Artist's concept of winds around a black hole stealing gas from a companion (Image courtesy NASA/Swift/A. Simonnet, Sonoma State University)
Artist’s concept of winds around a black hole stealing gas from a companion (Image courtesy NASA/Swift/A. Simonnet, Sonoma State University)

An article published in the journal “Nature” describes the study of 12 binary systems with X-ray emissions and the presence of a black hole. A team of researchers found evidence of the continuous presence of strong winds that surround the black holes studied throughout their outbursts, which consist in very intense emissions. This research offers new information on the way in which masses move towards black holes and on black holes’ influence on the environment around them.

Researchers have long known that stellar remnants, not just black holes but also neutron stars and white dwarfs, can be surrounded by streams of materials that may have been torn from a companion star. However, the mechanisms that regulate these processes are known in part but a lot of data were collected over the last 20 years by the RXTE (Rossi X-ray Timing Explorer), Swift, Chandra and XMM-Newton space telescopes. Now the data about 21 outbursts in 12 binary systems have been put together and studied.

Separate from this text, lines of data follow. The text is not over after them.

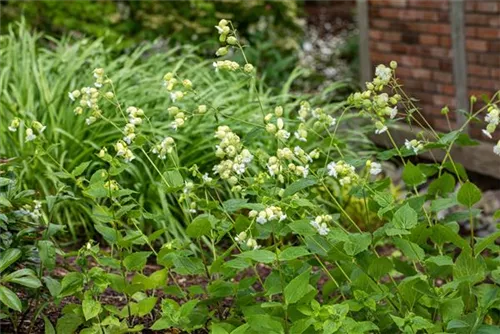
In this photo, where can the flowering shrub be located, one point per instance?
(272, 246)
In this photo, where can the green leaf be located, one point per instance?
(108, 233)
(469, 194)
(451, 308)
(298, 186)
(468, 268)
(235, 204)
(5, 181)
(8, 257)
(201, 225)
(146, 305)
(297, 288)
(485, 242)
(443, 185)
(91, 308)
(379, 267)
(259, 255)
(9, 298)
(174, 180)
(80, 168)
(412, 175)
(71, 283)
(24, 277)
(405, 218)
(49, 328)
(292, 253)
(357, 243)
(47, 253)
(410, 249)
(136, 261)
(68, 323)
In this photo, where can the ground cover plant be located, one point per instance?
(290, 224)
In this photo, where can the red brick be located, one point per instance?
(477, 70)
(476, 45)
(445, 41)
(442, 77)
(488, 33)
(375, 34)
(488, 6)
(392, 36)
(421, 73)
(447, 89)
(380, 24)
(427, 39)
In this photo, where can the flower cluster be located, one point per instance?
(135, 116)
(493, 119)
(170, 82)
(277, 129)
(380, 106)
(179, 117)
(320, 224)
(268, 214)
(496, 148)
(374, 167)
(30, 131)
(414, 145)
(228, 38)
(243, 239)
(345, 173)
(122, 150)
(90, 97)
(236, 158)
(165, 147)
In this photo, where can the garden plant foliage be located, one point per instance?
(202, 174)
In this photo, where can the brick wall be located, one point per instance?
(417, 34)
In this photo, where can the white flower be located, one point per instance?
(29, 134)
(487, 134)
(393, 112)
(331, 169)
(496, 149)
(375, 168)
(381, 130)
(383, 72)
(261, 220)
(206, 178)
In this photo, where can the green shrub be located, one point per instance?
(272, 247)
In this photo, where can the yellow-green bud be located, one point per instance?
(248, 68)
(222, 51)
(202, 109)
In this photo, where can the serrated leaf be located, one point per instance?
(291, 253)
(297, 288)
(298, 186)
(80, 168)
(469, 194)
(259, 255)
(412, 175)
(8, 257)
(9, 298)
(405, 218)
(136, 261)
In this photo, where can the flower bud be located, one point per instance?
(248, 68)
(222, 51)
(278, 111)
(202, 109)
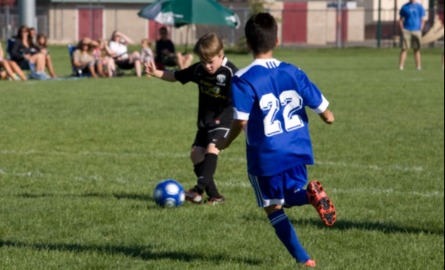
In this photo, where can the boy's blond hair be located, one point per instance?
(209, 46)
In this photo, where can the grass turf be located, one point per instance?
(79, 160)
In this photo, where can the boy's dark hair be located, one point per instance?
(209, 46)
(261, 33)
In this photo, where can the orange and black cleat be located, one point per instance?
(318, 198)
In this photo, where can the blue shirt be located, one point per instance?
(272, 96)
(412, 15)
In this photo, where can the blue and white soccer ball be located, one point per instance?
(169, 194)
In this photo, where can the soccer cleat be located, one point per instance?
(310, 263)
(216, 200)
(318, 198)
(193, 196)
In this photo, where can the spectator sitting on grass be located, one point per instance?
(166, 53)
(83, 58)
(9, 69)
(105, 65)
(122, 58)
(42, 41)
(27, 55)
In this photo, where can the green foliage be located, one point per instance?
(79, 160)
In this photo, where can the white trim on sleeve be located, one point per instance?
(322, 107)
(240, 115)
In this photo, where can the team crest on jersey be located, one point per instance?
(216, 90)
(221, 78)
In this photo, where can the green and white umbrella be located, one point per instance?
(183, 12)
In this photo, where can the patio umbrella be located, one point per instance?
(183, 12)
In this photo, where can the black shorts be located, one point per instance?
(205, 136)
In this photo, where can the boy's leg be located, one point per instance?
(287, 234)
(269, 193)
(295, 181)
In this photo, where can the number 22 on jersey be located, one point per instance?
(287, 104)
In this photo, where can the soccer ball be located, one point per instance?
(169, 194)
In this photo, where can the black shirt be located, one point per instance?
(215, 94)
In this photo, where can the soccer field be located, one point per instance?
(79, 160)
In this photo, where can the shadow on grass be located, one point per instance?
(385, 227)
(119, 196)
(345, 225)
(139, 252)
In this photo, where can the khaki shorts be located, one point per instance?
(411, 39)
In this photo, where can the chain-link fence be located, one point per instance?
(298, 26)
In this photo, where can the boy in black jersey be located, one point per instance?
(213, 76)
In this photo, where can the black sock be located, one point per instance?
(205, 180)
(198, 169)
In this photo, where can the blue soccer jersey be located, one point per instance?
(412, 14)
(272, 96)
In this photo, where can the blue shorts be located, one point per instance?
(273, 190)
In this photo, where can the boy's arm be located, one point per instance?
(166, 75)
(235, 130)
(327, 116)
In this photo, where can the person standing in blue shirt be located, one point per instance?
(269, 99)
(412, 21)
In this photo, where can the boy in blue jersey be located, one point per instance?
(269, 99)
(412, 21)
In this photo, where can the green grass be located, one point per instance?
(79, 160)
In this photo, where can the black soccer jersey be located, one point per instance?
(215, 100)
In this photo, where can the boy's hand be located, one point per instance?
(221, 144)
(150, 68)
(328, 117)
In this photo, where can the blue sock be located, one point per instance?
(286, 233)
(298, 198)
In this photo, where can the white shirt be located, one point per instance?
(119, 49)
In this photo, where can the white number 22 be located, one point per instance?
(291, 102)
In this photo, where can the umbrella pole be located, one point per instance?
(187, 38)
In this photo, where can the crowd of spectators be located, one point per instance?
(28, 56)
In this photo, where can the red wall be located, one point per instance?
(294, 23)
(90, 23)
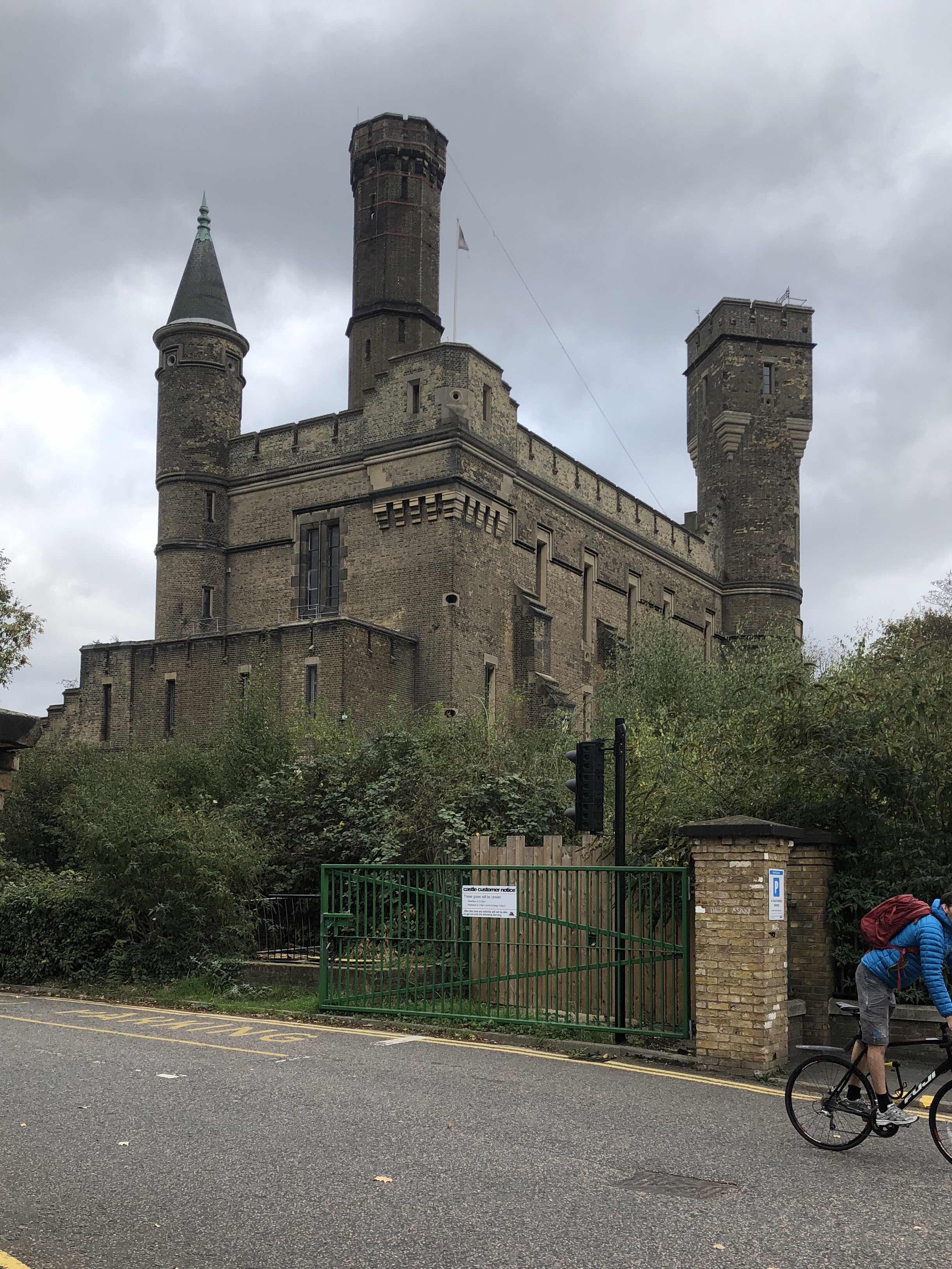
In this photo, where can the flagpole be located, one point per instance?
(456, 274)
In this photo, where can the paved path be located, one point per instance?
(153, 1140)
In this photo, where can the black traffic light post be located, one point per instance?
(588, 786)
(621, 881)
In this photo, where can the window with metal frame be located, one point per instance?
(169, 709)
(322, 569)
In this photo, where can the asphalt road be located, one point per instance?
(153, 1140)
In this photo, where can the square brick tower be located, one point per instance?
(749, 417)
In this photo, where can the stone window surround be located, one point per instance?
(304, 522)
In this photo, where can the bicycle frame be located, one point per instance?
(943, 1041)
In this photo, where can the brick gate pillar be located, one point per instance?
(740, 950)
(810, 951)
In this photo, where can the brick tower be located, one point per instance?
(200, 412)
(396, 176)
(749, 417)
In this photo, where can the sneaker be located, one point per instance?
(894, 1118)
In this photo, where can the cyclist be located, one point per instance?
(923, 948)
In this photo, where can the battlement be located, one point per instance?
(751, 320)
(553, 466)
(379, 144)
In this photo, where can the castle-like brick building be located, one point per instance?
(422, 546)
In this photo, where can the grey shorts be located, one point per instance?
(876, 1005)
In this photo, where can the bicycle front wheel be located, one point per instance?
(941, 1120)
(818, 1106)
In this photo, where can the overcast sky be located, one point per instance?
(639, 159)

An interesting conclusion of the authors of this new research was that magnetic fields are a very important factor in the phenomena related to the winds that surround black holes. There are no precise explanations yet but the researchers identified the importance of distance of the materials from the black hole to understand what happens to them.

Everything that falls within a radius that for black holes generated by stellar remnants ranges from 3 to 150 kilometers is slowly swallowed, even light. Instead, what’s a bit beyond a kind of safety distance is probably ejected from that area and projected far away.

The winds that are produced can sweep away a very large part of the materials in the area around that type of black hole. The researchers created models based on the data examined, which are still imprecise, and according to one of the possibilities they calculated those winds can sweep away even 80% of the materials present, subtracting them from the black hole.

The conclusion regarding the importance of magnetic fields in these mechanisms may seem strange considering that an article published in the journal “Science” in December 2017 reported that a precise measurement of the magnetic field of the corona of the black hole V404 Cygni was about 400 times lower than the previous estimates. This shows how much there’s still to be understood about these phenomena.